Example with variables
The best way to understand the value of variables is to look at an EDirect script that makes effective use of them.
The following code is designed to output affiliation data for an author, to help analyze the different ways an author’s affiliation is represented in PubMed. This could be useful for author disambiguation (especially in the case of authors with common names), or could provide data to analyze an author’s output as a function of the institution with which they are affiliated.
esearch -db pubmed -query "smith bh[Author]" \
-datetype PDAT -mindate 2014 -maxdate 2017 | \
efetch -format xml | \
xtract -pattern PubmedArticle -VAR1 MedlineCitation/PMID \
-block Author -if LastName -equals Smith \
-and Initials -equals BH -and Affiliation \
-element "&VAR1" Affiliation
The above code searches for all of the author BH Smith’s articles in a given date range and outputs the PMID and the affiliation data listed for BH Smith on each record. Affiliation data for all authors other than BH Smith is suppressed, as are all records where BH Smith is an author, but has no listed affiliation data.
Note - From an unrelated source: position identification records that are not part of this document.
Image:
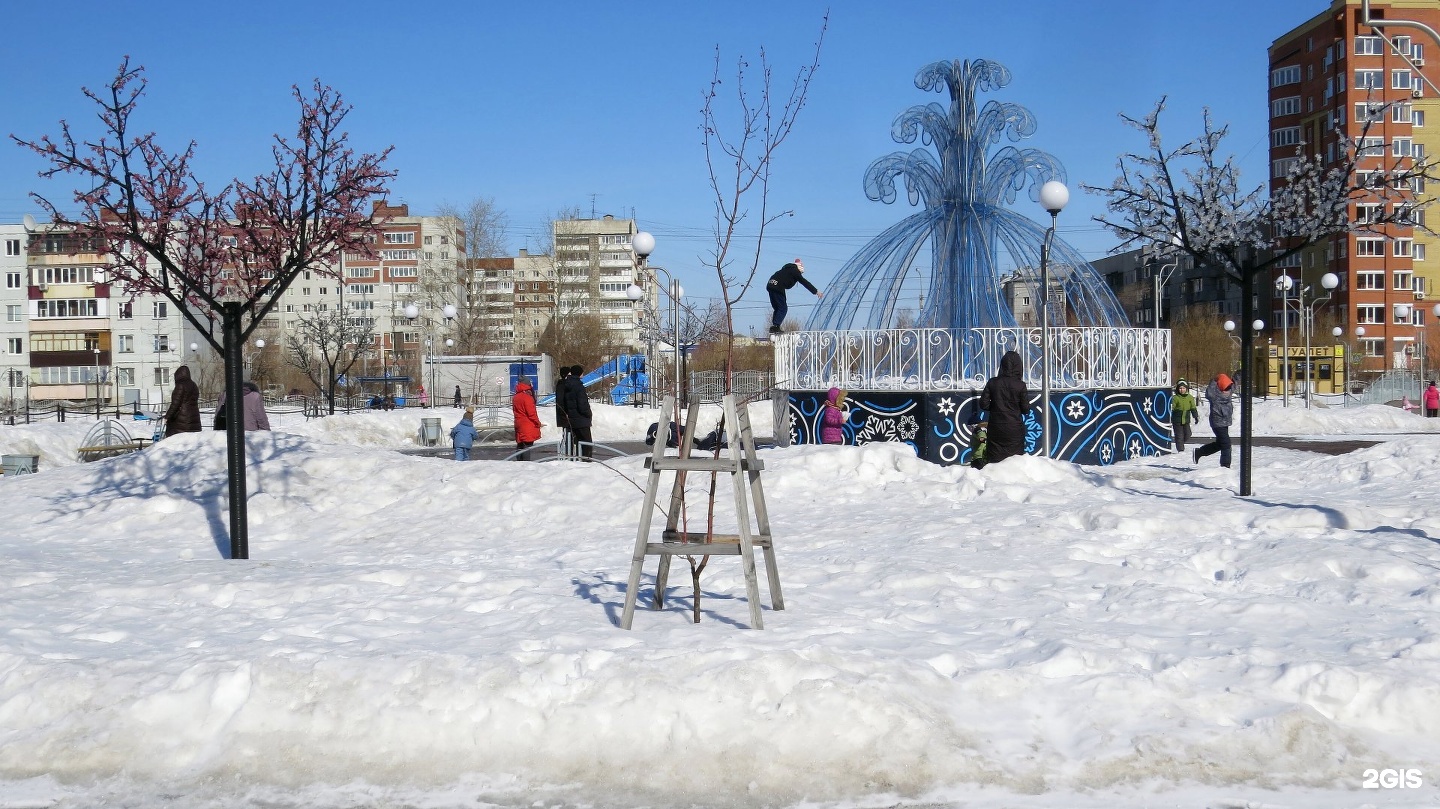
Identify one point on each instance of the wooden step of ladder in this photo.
(743, 465)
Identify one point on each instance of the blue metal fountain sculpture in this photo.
(915, 373)
(965, 226)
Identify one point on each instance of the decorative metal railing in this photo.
(943, 359)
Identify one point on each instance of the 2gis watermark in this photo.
(1393, 779)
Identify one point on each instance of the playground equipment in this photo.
(630, 374)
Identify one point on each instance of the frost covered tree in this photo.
(223, 256)
(1190, 200)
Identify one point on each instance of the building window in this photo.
(1370, 113)
(1285, 107)
(1370, 246)
(1279, 77)
(1286, 136)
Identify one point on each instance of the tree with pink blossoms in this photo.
(222, 256)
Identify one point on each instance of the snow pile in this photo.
(414, 631)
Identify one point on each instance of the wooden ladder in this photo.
(745, 477)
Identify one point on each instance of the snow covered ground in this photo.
(418, 632)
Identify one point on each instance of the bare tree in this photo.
(1190, 200)
(326, 346)
(223, 258)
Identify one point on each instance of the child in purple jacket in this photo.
(833, 418)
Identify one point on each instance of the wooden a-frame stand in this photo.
(745, 477)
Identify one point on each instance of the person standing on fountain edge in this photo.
(786, 278)
(1218, 395)
(1004, 402)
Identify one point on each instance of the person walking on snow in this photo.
(1218, 395)
(527, 422)
(833, 418)
(1004, 402)
(1184, 412)
(464, 435)
(786, 278)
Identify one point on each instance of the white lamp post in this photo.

esearch -db pubmed -query "smith bh[Author]" \
-datetype PDAT -mindate 2014 -maxdate 2017 | \
The first two lines of the above code finds records for articles authored by BH Smith and published between 2014 and 2017.
efetch -format xml | \
The third line retrieves all matching records in PubMed XML.
xtract -pattern PubmedArticle -VAR1 MedlineCitation/PMID \
The remaining lines of code, starting with the fourth, form an xtract
command which extracts specific data from the PubMed XML retrieved on the previous line. The fourth line uses -pattern PubmedArticle
to create a new row for each PubMed record, but does not immediately output any data. Instead, it saves the PMID for each record to a variable “VAR1” (-VAR1 MedlineCitation/PMID
).
-block Author -if LastName -equals Smith \
-and Initials -equals BH -and Affiliation \
The next two lines use -block Author
to check through each author on the record, but to only display information for authors with a last name of “Smith” (-if LastName -equals Smith
), with initials of “BH” (-and Initials -equals BH
) and with an <Affiliation>
element (-and Affiliation
). If any of these conditions are not true (e.g. if the author’s name doesn’t match, or the author does not have an <Affiliation>
element), the author will be skipped. Based on our search, each record should have at least one author whose name is BH Smith, but not all of those authors will have affiliation data (as <Affiliation>
is an optional element in PubMed XML). These conditions will limit our output, selecting out only the author BH Smith from each record, and only if that author has affiliation data listed.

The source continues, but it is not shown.